Les premiers comités sociaux et économiques (CSE) mis en place en 2019 par fusion des ex-instances DP, CHSCT et CE dans les sociétés de plus de 300 salariés, arrivent au bout de leur mandature qui est en principe de quatre ans. À l’heure où les syndicats s’apprêtent à solliciter de nouveau les votes des salariés, le cabinet Voltaire Avocats fait une radiographie de la transformation imposée par les ordonnances Travail. Son analyse est mitigée.
Le cabinet note dans les grandes sociétés le relatif éloignement des représentants du personnel et la centralisation excessive du dialogue social. Résultat : des réunions aux ordres du jour surchargés dans de nombreuses entreprises.
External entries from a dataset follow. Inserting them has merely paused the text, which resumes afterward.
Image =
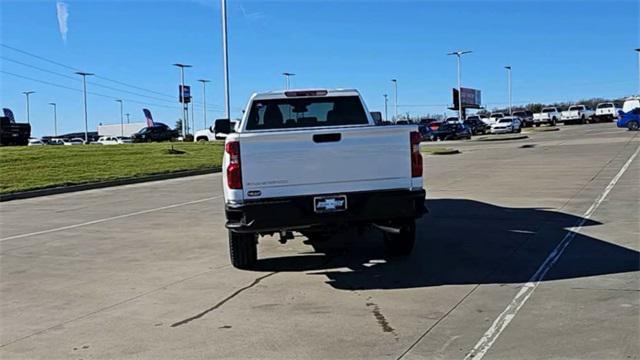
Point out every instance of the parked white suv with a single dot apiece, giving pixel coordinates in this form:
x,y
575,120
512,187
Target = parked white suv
x,y
509,124
606,112
314,161
577,113
209,135
548,115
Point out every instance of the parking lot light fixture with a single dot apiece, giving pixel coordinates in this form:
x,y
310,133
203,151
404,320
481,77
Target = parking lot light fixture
x,y
84,93
55,119
395,98
204,102
386,100
121,117
458,55
638,51
286,79
27,93
509,87
225,58
185,112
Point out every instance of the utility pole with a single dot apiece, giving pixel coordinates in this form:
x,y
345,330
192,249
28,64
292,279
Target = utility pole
x,y
458,55
84,92
185,111
27,93
395,95
225,54
204,102
286,79
509,87
121,117
638,51
386,100
55,119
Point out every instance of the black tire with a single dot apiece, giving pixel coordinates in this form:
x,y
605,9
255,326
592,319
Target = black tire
x,y
401,244
243,249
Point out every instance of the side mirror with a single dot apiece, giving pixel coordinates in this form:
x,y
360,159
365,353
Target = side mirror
x,y
221,128
377,117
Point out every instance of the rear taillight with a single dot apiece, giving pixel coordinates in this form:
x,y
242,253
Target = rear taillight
x,y
416,157
234,172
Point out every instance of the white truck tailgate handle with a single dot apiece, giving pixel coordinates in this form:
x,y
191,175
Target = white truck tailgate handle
x,y
318,138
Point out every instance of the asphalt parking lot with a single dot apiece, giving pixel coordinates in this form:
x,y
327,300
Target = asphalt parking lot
x,y
530,251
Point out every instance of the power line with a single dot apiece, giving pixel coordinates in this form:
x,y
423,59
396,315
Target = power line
x,y
96,76
94,93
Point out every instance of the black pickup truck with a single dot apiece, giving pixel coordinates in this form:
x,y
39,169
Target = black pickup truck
x,y
12,133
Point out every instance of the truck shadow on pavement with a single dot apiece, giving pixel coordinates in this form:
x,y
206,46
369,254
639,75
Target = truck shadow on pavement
x,y
463,242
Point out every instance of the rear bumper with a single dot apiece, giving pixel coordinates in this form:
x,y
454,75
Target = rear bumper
x,y
294,213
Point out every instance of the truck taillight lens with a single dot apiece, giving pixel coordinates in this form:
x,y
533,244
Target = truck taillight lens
x,y
234,171
416,157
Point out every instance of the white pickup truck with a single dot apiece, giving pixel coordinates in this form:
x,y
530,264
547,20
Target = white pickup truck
x,y
548,115
577,113
606,112
315,162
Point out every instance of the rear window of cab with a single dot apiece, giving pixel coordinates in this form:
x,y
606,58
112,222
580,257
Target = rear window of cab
x,y
301,112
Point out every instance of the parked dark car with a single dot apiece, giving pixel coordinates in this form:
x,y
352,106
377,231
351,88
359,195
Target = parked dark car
x,y
158,132
629,120
526,116
11,132
451,132
477,126
435,125
425,131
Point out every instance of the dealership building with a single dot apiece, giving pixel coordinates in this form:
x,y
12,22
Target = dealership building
x,y
120,129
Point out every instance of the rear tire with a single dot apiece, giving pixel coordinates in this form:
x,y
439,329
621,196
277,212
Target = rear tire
x,y
401,244
243,249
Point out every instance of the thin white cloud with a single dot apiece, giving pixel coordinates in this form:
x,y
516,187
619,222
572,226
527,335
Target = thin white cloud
x,y
63,15
251,16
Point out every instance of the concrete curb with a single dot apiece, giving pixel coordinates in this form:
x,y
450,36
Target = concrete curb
x,y
104,184
542,130
445,152
521,137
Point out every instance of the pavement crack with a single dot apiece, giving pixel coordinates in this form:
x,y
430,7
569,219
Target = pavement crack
x,y
381,319
223,301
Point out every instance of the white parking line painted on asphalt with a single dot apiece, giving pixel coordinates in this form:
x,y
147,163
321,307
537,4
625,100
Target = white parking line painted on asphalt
x,y
503,320
98,221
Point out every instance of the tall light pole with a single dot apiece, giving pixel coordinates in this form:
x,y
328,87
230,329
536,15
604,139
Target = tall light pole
x,y
638,51
386,100
55,118
458,55
84,92
185,111
395,95
286,79
27,93
121,117
509,86
204,102
225,54
193,119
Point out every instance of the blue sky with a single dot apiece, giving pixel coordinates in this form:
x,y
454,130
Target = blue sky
x,y
559,50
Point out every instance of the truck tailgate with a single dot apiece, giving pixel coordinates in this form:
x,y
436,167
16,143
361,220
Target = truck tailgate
x,y
325,161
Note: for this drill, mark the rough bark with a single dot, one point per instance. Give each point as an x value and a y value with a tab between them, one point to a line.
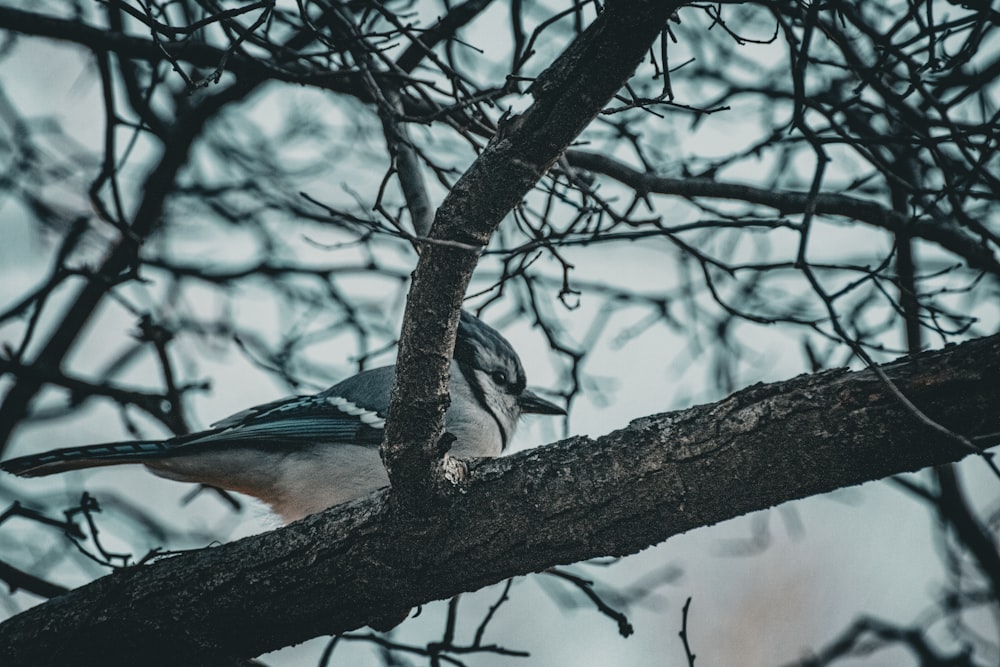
568	95
576	499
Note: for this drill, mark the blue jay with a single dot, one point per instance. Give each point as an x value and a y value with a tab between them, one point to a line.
303	454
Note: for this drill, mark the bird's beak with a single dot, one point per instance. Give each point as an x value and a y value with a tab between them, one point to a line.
532	403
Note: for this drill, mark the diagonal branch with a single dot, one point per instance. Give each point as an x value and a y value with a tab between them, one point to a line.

Pourtant, le législateur a prévu la possibilité de mettre en place des représentants de proximité pour compenser toute centralisation excessive. De fait, observe David Guillouet, avocat associé, expert en négociation collective, « le dispositif étant facultatif, de nombreuses entreprises ne sont pas dotées de représentants de proximité ». Selon le rapport d’évaluation des ordonnances du 15 décembre 2021, seuls 25% des accords mettant en place le CSE prévoyaient la mise en place de représentants de proximité. Et même lorsque des représentants de proximité ont été mis en place, « leur rôle est mal défini et des difficultés d’articulation avec le CSE ont été constatées », insiste David Guillouet.
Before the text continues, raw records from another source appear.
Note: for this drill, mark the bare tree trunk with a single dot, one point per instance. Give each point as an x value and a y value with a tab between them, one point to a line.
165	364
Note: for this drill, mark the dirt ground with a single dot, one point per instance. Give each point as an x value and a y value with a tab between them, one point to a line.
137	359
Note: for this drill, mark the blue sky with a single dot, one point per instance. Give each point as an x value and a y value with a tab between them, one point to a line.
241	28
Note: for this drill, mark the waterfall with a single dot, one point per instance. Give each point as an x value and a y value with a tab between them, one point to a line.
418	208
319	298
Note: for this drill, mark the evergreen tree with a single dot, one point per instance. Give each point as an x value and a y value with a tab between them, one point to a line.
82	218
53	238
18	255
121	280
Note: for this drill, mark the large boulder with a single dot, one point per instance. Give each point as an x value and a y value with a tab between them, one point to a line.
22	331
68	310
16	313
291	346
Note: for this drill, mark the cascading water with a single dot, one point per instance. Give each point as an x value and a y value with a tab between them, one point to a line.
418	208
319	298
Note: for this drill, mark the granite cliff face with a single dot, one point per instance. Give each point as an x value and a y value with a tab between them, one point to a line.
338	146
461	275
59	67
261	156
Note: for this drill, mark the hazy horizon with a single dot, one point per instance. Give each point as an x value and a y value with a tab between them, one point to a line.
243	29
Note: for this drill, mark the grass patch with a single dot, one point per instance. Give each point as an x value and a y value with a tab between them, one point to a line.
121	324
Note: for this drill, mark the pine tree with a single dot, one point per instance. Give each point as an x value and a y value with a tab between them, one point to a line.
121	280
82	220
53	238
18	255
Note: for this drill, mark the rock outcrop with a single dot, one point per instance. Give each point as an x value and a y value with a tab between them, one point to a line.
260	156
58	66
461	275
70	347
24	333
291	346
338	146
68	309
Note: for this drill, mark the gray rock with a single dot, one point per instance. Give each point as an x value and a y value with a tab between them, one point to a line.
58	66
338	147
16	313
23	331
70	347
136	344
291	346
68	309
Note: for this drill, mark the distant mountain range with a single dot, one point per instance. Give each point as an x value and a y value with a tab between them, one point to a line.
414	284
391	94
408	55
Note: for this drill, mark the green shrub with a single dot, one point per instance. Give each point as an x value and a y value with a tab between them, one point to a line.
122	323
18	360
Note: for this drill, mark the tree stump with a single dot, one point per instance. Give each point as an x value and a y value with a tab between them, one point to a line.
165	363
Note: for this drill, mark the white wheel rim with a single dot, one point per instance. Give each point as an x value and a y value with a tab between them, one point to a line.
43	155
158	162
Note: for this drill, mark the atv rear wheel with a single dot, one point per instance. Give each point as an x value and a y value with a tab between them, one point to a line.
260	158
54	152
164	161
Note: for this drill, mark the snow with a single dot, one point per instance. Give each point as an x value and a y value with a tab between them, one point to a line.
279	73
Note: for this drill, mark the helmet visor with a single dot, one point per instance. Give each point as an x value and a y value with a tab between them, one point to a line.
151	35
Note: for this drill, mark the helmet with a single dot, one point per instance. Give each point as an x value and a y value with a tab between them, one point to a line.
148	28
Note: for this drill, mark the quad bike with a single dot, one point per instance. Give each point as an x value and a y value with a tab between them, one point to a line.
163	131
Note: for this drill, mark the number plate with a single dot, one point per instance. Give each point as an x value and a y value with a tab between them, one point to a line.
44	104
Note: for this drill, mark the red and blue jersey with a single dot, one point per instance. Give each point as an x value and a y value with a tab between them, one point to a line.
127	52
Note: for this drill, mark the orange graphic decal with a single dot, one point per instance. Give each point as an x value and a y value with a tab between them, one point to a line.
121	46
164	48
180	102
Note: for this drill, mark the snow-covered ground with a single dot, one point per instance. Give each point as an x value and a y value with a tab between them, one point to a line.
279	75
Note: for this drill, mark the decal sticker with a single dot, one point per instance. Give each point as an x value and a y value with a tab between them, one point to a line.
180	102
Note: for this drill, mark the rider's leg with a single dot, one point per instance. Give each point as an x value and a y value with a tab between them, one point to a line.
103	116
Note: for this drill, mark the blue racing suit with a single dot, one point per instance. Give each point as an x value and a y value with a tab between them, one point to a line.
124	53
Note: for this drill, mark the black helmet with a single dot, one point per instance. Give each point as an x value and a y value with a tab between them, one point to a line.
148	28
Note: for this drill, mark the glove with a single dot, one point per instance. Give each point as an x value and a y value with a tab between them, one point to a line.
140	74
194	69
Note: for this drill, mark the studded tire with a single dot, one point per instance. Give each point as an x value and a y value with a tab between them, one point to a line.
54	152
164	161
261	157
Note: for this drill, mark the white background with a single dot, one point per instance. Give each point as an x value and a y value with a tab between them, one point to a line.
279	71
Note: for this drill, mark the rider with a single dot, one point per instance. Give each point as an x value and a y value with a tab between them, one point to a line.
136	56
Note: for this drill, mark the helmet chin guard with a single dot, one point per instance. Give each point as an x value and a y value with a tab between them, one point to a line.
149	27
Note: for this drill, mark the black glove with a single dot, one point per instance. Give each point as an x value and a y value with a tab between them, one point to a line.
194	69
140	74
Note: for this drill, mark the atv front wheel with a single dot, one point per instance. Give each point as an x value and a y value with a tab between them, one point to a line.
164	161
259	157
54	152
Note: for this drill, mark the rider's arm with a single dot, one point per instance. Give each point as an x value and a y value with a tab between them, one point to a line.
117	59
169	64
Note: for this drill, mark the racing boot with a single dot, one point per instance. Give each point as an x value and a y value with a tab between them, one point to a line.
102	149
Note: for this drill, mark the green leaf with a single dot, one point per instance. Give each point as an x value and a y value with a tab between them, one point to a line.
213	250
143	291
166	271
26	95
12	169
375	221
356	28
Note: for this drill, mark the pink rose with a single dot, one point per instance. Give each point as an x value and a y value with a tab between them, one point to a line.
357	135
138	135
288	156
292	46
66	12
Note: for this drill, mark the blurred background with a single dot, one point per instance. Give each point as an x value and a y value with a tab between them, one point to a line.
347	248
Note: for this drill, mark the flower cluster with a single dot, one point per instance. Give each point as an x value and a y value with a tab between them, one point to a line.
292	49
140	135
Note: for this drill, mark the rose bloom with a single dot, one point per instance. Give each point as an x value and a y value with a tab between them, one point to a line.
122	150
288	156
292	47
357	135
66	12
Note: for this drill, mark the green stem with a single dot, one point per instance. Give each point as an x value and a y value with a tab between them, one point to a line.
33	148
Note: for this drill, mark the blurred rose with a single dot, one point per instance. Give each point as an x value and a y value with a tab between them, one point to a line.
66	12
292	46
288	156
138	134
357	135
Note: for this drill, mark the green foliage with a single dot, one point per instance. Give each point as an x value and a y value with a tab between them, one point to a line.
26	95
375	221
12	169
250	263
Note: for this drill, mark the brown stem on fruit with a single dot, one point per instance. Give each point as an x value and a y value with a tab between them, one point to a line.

Une autre difficulté tient au rôle des commissions santé sécurité et conditions de travail (CSSCT), instituées en lieu et place des CHSCT. Voltaire Avocats est catégorique : « En pratique, le constat est que le rôle de la CSSCT est souvent mal compris. Il y a une certaine désorganisation du CSE pour le traitement des problématiques santé, sécurité au travail, dans la mesure où le rapport entre CSSCT et CSE n’est pas toujours évident à déterminer. C’est parfois plus simple dans une entreprise de moins de 300 salariés -où elle n’est pas obligatoire-, dans la mesure où c’est une seule instance qui gère ces questions.
La principale raison ? En premier lieu, le fait que la CSSCT ne dispose d’aucune attribution consultative a pu être source de crispations dans la mesure où c’est la CSSCT qui « fait le travail » alors qu’au final, c’est le CSE qui est consulté.
Dans un autre registre, la loi a laissé aux partenaires sociaux une marge de créativité pour adapter les textes à leur propre contexte. Peu d’entre se sont emparés de cette opportunité, observe Louise Peugny, avocate, également associée. Motif : frilosité des partenaires sociaux, accords négociés à l’économie focalisés sur les moyens attribués au CSE (heures de délégation supplémentaires, nombre d’élus) ; parfois au détriment de questions essentielles, telles que le périmètre de mise en place du CSE.
Dans ces conditions, le renouvellement s’annonce périlleux. Certains DRH anticipent une difficulté plus grande des organisations syndicales pour trouver des candidats, dit Voltaire Avocats. Sans parler de l’écueil que représente l’obligation de parité. Malgré cela, peu d’entreprises envisagent de renégocier leur accord relatif au dialogue social. Bien que de nouvelles thématiques émergent ou se renforcent, alourdissant les responsabilités des représentants du personnel : environnement, partage de la valeur ajoutée, contribution à la gouvernance, etc.